We will pause now in this World Serious for two comic scenes that will live forever.
Scene 1, Phillies' locker room.
"Did you," a man with a notebook wanted to know of Mike Schmidt, "send hemorrhoid ointment over to George Brett?"
Now this is journalism.
This is getting to the bottom of things.
Mike Schmidt, the Phillies' third baseman and hero of game two, said to the newspaperman, "That's amazing you'd know that. Nothing gets by you guys."
If Watergate had been a sports story, we'd have told the world how well James McCord moves to his left. When Ralph Terry of the Yankees pitched a wonderful World Series game 20 years ago, he apologized to the press for keeping them waiting. He had to talk first by phone to his wife, that week a new mother, who, the pitcher said, was feeding the baby. "Breast or bottle?" Stan Isaacs asked, ballpoint pen at the ready.
"Yeah," an amused Mike Schmidt said, "I sent George a used tube of -- don't use the brand name; George may eventually be endorsing something." o
"How'd you come to have the used tube of ointment?" someone asked.
"I had 'em the whole season in '75. Then I had surgery. You can call Dr. Stevens for further details."
Schmidt truly blushed. "This is ridiculous," he said, laughing, "to stand here after a World Series game and talk about hemorrhoids."
In fact, people stood there before the game and talked. The old curmudgeon baseball manager, Herman Franks, was described by a Chicago writer as "the only man ever born with hermorrhoids." The consensus was that Brett would play, certainly, but he wanted to renegotiate his contract and add a no-slide clause.
Brett underwent surgery yesterday to lance an external hemorrhoid and was expected to stay in St. Luke's Hospital in Kansas City overnight. A spokesman for the team said that Brett probably would head straight for the ballpark Friday following his release and that he might be ready to play in the third game of the Series. Dr. John Heryer, who performed the surgery, said it was likely that Brett would be able to play Friday.
"Seeing that you and George are both third basemen," a reporter full of mischief said to Schmidt, "is this an ailment that is particular to your profession?"
"Yeah, it's a disease only third basemen catch. And it happens a lot if you're pregnant," Schmidt said. "Maybe George is pregnant. Check it out, guys."
Pregnant third basemen are not the only sufferes of the melancholy malady. The president, Jimmy Carter, once spent a month in close company with a doughnut ring, as did Alan Page, the all-pro defensive tackle. And an old sports writer in Tennessee, Dudley (Waxo) Green, has said, "Hemroads is lahk Yankees. If'n they come down for a li'l while and go back up no'th, they not too bad. but if'n they come down and decide to stay, they can be a real pain in the rear."
Scene 2, home plate.
We have seen Pete Rose crash into catchers.
We have seen Lou Brock elude catchers.
Now we have seen Darrell Porter tippy-toe into a catcher.
It was the third inning of game one when Porter, the Kansas City Royal catcher, tried to score from second base on a two-out single to left field.
Even trying to score was foolish, for Porter runs little faster than a pregnant third baseman, and the single was a solidly hit line drive directly to the left fielder, Lonnie Smith.
But here he came around third base, and here came Smith's throw far, far ahead of him.
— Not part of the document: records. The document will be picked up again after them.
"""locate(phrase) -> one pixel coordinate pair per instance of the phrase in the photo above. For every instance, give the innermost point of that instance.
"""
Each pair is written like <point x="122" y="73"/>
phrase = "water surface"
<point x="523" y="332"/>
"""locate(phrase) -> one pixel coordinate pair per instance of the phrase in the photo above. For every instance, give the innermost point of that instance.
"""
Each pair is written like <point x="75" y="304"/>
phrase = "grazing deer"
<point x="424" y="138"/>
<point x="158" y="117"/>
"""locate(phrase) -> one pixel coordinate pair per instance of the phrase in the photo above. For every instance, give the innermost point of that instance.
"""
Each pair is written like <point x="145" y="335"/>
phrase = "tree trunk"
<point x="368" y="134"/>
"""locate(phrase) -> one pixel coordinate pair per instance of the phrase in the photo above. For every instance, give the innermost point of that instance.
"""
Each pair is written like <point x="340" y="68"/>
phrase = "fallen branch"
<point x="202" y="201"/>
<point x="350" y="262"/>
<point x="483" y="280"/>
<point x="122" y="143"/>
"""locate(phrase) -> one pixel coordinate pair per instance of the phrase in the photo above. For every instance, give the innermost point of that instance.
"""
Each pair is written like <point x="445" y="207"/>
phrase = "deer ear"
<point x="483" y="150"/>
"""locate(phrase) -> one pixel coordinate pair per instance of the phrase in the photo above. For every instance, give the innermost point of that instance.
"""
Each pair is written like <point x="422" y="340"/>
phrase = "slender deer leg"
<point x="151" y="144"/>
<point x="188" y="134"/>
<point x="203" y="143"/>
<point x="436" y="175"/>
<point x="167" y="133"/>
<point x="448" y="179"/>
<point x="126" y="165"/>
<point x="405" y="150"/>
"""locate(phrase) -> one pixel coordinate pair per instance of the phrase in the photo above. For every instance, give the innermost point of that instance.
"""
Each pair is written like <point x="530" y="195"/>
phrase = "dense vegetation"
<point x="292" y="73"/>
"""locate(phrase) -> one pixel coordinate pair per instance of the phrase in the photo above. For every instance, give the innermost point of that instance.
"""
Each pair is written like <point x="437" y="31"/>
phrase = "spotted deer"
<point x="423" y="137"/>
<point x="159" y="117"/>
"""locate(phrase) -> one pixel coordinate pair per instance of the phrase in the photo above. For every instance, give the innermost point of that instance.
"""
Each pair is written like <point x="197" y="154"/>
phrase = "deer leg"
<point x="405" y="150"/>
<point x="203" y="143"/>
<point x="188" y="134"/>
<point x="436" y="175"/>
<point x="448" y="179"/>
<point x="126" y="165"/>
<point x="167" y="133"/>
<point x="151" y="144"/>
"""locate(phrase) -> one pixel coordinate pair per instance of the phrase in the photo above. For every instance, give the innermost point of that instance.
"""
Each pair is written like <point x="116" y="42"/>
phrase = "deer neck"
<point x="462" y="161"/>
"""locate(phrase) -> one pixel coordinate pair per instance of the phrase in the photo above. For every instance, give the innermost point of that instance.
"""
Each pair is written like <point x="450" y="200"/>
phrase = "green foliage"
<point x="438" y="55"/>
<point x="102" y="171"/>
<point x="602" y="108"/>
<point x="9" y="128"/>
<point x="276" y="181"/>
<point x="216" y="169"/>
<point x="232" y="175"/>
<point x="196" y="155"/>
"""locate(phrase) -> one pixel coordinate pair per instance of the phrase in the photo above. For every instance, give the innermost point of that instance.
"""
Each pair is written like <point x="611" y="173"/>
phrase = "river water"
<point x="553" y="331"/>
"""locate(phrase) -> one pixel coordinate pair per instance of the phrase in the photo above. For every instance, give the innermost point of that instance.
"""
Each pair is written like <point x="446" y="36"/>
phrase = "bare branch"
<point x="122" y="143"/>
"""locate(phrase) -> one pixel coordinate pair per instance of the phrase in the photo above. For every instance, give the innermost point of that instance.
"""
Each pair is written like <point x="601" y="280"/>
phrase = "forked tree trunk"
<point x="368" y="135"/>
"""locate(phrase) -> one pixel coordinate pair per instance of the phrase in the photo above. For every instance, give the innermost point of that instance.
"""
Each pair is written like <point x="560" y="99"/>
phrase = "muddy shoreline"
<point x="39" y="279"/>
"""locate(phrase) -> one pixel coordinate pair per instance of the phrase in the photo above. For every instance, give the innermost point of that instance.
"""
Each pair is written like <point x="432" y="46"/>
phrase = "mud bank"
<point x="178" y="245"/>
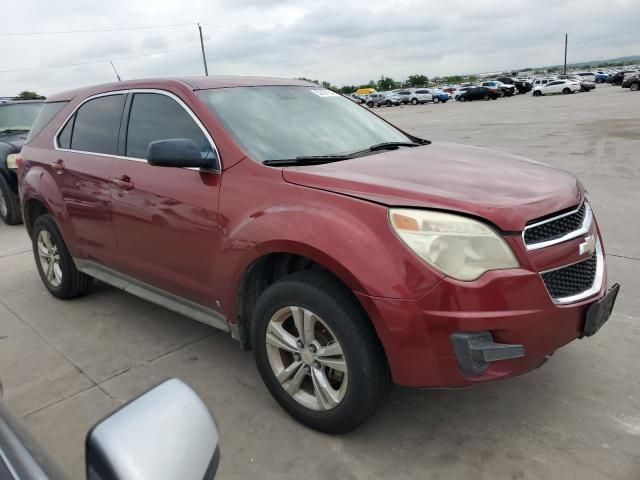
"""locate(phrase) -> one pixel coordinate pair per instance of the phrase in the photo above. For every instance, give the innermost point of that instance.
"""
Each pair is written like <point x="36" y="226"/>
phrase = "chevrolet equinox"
<point x="347" y="254"/>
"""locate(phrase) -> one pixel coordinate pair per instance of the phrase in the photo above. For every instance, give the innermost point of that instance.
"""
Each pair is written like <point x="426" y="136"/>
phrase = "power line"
<point x="95" y="30"/>
<point x="291" y="37"/>
<point x="91" y="62"/>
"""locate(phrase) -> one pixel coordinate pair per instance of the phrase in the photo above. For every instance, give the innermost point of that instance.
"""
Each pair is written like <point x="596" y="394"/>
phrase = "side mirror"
<point x="178" y="152"/>
<point x="166" y="433"/>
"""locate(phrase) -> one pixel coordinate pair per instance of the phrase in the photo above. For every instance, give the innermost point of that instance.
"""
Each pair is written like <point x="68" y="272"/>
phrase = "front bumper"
<point x="513" y="305"/>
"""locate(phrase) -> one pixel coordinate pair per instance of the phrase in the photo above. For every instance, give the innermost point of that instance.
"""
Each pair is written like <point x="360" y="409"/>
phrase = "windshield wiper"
<point x="392" y="145"/>
<point x="319" y="159"/>
<point x="308" y="160"/>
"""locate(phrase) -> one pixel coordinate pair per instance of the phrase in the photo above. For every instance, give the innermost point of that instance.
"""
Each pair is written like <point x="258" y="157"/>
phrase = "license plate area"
<point x="599" y="312"/>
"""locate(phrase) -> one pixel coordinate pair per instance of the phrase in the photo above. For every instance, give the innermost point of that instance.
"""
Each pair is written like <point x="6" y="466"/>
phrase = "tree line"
<point x="388" y="83"/>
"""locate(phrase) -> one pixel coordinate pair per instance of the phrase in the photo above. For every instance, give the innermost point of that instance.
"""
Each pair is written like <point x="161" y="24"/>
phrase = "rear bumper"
<point x="512" y="305"/>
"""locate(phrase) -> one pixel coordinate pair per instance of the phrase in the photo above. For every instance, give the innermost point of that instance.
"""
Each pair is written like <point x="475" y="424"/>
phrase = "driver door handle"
<point x="58" y="166"/>
<point x="124" y="182"/>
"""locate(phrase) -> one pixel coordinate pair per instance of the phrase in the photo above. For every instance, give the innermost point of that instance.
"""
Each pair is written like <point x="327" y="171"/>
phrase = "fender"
<point x="349" y="237"/>
<point x="37" y="184"/>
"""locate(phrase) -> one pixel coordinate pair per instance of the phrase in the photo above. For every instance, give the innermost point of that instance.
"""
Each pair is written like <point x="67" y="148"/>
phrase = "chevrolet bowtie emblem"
<point x="589" y="245"/>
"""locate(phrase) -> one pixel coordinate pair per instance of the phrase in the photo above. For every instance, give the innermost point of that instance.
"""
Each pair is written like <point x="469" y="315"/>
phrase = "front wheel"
<point x="318" y="353"/>
<point x="54" y="262"/>
<point x="9" y="204"/>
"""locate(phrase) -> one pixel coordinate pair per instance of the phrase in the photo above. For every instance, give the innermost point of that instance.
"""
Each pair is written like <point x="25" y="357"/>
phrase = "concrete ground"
<point x="64" y="365"/>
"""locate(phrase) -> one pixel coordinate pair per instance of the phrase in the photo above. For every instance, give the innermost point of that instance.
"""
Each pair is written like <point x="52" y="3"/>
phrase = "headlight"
<point x="460" y="247"/>
<point x="11" y="161"/>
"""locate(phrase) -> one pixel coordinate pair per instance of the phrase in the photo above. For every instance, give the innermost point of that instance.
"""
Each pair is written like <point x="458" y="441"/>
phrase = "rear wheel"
<point x="9" y="204"/>
<point x="318" y="354"/>
<point x="54" y="262"/>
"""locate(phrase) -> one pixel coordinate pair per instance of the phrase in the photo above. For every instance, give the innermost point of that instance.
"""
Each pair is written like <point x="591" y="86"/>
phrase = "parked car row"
<point x="413" y="96"/>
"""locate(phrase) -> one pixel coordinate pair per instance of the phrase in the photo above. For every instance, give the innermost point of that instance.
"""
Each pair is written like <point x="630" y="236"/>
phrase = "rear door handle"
<point x="58" y="166"/>
<point x="124" y="182"/>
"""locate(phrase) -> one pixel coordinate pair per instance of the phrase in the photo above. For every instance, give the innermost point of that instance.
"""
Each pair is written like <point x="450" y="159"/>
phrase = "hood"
<point x="504" y="189"/>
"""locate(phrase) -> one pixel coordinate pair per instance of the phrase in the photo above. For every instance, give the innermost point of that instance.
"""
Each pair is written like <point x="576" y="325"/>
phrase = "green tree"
<point x="417" y="81"/>
<point x="27" y="95"/>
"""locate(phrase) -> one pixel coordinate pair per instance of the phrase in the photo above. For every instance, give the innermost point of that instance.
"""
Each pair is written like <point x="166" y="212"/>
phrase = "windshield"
<point x="285" y="122"/>
<point x="17" y="116"/>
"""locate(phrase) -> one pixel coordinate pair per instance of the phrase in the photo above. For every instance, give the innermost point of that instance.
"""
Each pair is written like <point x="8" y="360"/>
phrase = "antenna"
<point x="114" y="69"/>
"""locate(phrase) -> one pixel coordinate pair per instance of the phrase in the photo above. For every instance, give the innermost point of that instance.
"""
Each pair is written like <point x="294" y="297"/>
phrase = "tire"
<point x="9" y="204"/>
<point x="338" y="315"/>
<point x="65" y="281"/>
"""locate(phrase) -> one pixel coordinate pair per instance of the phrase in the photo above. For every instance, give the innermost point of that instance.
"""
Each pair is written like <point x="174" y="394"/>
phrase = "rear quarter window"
<point x="49" y="110"/>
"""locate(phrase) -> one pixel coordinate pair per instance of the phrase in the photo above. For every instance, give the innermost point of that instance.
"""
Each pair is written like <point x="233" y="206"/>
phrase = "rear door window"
<point x="153" y="117"/>
<point x="97" y="124"/>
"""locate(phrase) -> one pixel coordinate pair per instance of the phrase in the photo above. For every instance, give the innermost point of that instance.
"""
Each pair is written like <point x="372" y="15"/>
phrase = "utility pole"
<point x="566" y="39"/>
<point x="114" y="70"/>
<point x="204" y="56"/>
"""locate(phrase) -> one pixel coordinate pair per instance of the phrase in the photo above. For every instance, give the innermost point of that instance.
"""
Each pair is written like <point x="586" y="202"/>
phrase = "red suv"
<point x="348" y="254"/>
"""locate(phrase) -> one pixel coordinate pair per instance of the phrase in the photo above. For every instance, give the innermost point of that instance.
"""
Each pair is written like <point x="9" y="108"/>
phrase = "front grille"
<point x="556" y="227"/>
<point x="571" y="280"/>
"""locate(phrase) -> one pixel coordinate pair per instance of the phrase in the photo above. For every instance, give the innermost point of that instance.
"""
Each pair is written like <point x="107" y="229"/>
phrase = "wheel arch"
<point x="274" y="261"/>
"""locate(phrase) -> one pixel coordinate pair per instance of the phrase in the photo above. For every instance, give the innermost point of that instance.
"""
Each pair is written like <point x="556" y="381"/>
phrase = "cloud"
<point x="338" y="41"/>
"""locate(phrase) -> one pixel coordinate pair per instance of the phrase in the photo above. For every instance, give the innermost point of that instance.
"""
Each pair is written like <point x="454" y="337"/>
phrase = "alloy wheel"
<point x="4" y="209"/>
<point x="49" y="257"/>
<point x="306" y="358"/>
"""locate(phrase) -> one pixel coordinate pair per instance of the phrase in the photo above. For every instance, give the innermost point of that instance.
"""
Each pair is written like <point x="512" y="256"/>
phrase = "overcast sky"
<point x="345" y="42"/>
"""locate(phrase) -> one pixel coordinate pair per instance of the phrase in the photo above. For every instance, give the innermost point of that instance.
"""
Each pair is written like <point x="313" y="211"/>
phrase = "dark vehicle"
<point x="16" y="119"/>
<point x="501" y="88"/>
<point x="633" y="83"/>
<point x="167" y="432"/>
<point x="523" y="86"/>
<point x="618" y="78"/>
<point x="478" y="93"/>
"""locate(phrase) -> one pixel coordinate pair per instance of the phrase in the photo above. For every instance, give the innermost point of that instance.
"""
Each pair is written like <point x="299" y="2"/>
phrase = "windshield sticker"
<point x="324" y="93"/>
Catcher Bob Boone had the ball, waiting for the inevitable collision with the 200-pound catcher from the other team.
There was no collision. Nor did Porter try a nifty hook slide around the catcher. Instead, he stopped running. He truly came to home plate on his tippy-toes, allowing Boone to touch him ever so gently for the third out.
It was so dainty.
Men with notebooks, who would later ask each other how to spell the melancholy malady, went to Darrell Porter's locker after game one to ask if he could explain his Baryshnikov performance at the plate.
"First off, my foot slipped on the third-base bag," Porter said. That slowed him down, he said.
"I didn't have any idea Boone already had the ball," he said. Not only is Porter immobile, he is asleep. But that wasn't the reason he didn't slide, he said.
"The reason I didn't slide is my feet were tangled up."
He meant that even though he was running forward, his feet felt like they were going sideways. Catchers get that way sometimes, which is why he shouldn't have been trying to score in the first place.
"And if I had tried to slide," Porter said, "I probably would have killed myself. I just got messed up in my feet. I couldn't get really out to slide."
Kansas City lost that game by one run, 7-6.